AlphaStar: reaches GM with all 3 races
Deepmind’s marketing team: Success! It has MASTERED SC2!
Also AlphaStar:
https://i.imgur.com/NXFhx4H.png
https://i.imgur.com/NniBzfy.png
https://i.imgur.com/HfU2QHq.png
These are only a few of dozens of examples. This thing butchers the basics of the game, but it has nice micro and amazing macro. I’ve done a fair bit of AI development and I am not impressed with this thing and here is why. Macro and micro are very easy things to model. There were AIs programmed by teenagers with nice micro/macro. The point of creating a self-learning AI is to tackle problems that are difficult to model.

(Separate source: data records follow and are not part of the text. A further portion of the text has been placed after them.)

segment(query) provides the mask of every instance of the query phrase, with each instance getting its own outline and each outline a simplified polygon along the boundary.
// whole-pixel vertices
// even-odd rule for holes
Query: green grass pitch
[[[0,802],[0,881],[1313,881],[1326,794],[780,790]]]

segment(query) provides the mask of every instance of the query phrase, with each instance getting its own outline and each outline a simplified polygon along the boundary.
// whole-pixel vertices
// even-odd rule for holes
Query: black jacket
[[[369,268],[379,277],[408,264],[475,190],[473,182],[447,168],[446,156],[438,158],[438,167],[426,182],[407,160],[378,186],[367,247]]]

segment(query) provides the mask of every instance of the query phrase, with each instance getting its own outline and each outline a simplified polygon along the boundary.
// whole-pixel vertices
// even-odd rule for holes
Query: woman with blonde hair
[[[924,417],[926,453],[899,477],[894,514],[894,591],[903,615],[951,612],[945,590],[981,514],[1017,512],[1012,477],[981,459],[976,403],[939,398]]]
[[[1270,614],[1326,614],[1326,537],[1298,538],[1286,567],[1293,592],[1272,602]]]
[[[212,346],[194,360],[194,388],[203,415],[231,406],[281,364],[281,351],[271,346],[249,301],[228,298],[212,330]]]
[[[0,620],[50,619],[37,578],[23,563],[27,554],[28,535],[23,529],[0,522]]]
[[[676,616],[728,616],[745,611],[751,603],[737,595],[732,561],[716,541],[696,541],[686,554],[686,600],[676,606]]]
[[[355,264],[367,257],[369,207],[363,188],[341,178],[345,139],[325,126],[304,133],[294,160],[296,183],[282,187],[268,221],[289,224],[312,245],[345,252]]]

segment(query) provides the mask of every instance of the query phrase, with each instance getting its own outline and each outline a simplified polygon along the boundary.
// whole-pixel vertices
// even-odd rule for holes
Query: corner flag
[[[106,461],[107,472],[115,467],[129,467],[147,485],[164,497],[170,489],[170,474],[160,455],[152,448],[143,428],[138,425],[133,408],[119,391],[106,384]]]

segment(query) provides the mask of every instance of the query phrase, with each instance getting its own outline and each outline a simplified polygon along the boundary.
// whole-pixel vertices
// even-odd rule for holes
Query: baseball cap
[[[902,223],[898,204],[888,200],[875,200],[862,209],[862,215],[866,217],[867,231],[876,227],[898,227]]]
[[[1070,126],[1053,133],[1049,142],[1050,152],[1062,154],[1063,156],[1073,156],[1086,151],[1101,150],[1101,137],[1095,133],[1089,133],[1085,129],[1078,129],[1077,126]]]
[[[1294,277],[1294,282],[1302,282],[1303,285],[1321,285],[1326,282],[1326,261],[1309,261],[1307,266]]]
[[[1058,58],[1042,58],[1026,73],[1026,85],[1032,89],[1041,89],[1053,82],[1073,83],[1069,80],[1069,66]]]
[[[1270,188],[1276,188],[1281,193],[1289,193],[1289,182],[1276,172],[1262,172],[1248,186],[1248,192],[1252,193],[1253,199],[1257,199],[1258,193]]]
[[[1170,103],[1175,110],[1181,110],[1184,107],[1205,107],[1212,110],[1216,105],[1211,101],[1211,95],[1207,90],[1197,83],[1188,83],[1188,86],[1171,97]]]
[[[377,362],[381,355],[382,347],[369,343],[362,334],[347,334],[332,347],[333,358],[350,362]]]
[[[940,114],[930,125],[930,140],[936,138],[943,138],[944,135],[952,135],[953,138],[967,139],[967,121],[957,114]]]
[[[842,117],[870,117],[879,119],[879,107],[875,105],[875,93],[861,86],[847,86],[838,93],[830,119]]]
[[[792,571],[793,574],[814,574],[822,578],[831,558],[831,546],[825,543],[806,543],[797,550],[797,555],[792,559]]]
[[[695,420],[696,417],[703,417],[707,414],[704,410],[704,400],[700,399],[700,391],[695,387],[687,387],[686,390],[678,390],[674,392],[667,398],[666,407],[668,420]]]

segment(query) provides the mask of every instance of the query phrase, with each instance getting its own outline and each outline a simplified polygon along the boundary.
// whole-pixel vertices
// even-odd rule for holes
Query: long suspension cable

A simple question like “When do you drop mules?” is very difficult to answer because it depends on the situation and understanding situations and how they evolve into future situations is very difficult.
Yet, here it is dropping mules on a planetary that is going to die. That means its ability to predict even near-future outcomes is non-existent. It couldn’t tell the planetary was going to die and that it shouldn’t drop mules yet that would be clear to a human before the battle even started. There are infinitely more difficult questions in SC2 than “Will this planetary die?”, yet here it is dropping mules on a dead planetary.
I think it is pretty clear that this AI wins games on merits that AIs are already good at, while it struggles with basics of the game. It builds factories in the middle of nowhere, depots blocking its mineral line, throws its reapers away with NO regard for how important the first reaper is when scouting, and this list goes on and on.
These are huge problems from a game-understanding perspective. If a Terran throws his reaper away, creep gets a huge boost and early game liberator/hellion harass will fail, and mid-game tank pushes won’t work. This fast-tracks the zerg to hivetech. This AI doesn’t understand this. It has very limited game understanding. It doesn’t understand how one situation evolves into the other. It just spams units and has nice micro.
I think the problem here is that the Deepmind team isn’t imposing the right restrictions on the AI. Since macro/micro are so very easy to model, their bots will have a natural inclination to try to win the game on those grounds, while ignoring the more complex aspects of the game. The way you work around this is to impose restrictions on the bot. You could limit its APM for example and that would restrict its reliance on micro. They have added some restrictions like this, but I think it is clear that they haven’t added enough.
First, the micro restrictions I think are sufficient with the exception of focus-fire. It has perfect focus-fire. Having imperfect focus-fire is a restriction that humans have to deal with. Sometimes even Maru’s hands get sweaty.
Secondly, I don’t think the restrictions on APM are sufficient to limit macro. Macro requires very few APMs. Macro is more about timing than APM. Bots can and will nail perfect timing every time. Add a timing restriction to the bot’s macro.
Third, the bot can select units on the edge of the screen. Humans can’t do that because it would cause the camera to scroll. Add that restriction. If it tries to select a unit on the edge of the screen, it scrolls and mis clicks.
These are the problems that I see. The goal of a self-learning AI is to model difficult scenarios to answer difficult questions. Their bots are naturally inclined to win games on the strengths that bots already have, yet that isn’t the goal of a self-learning AI, and it impedes the bots ability to focus on what it is supposed to. The restrictions they add try to incentivize the bot to win on other merits, but their restrictions are insufficient and the massive advantages that computers have in APM and precise timing bleed through. More aggressive and strategic restrictions are required to force their bot to win games on the basis of game-knowledge / strategy. Until this happens, their bot is only marginally more impressive than traditional AIs.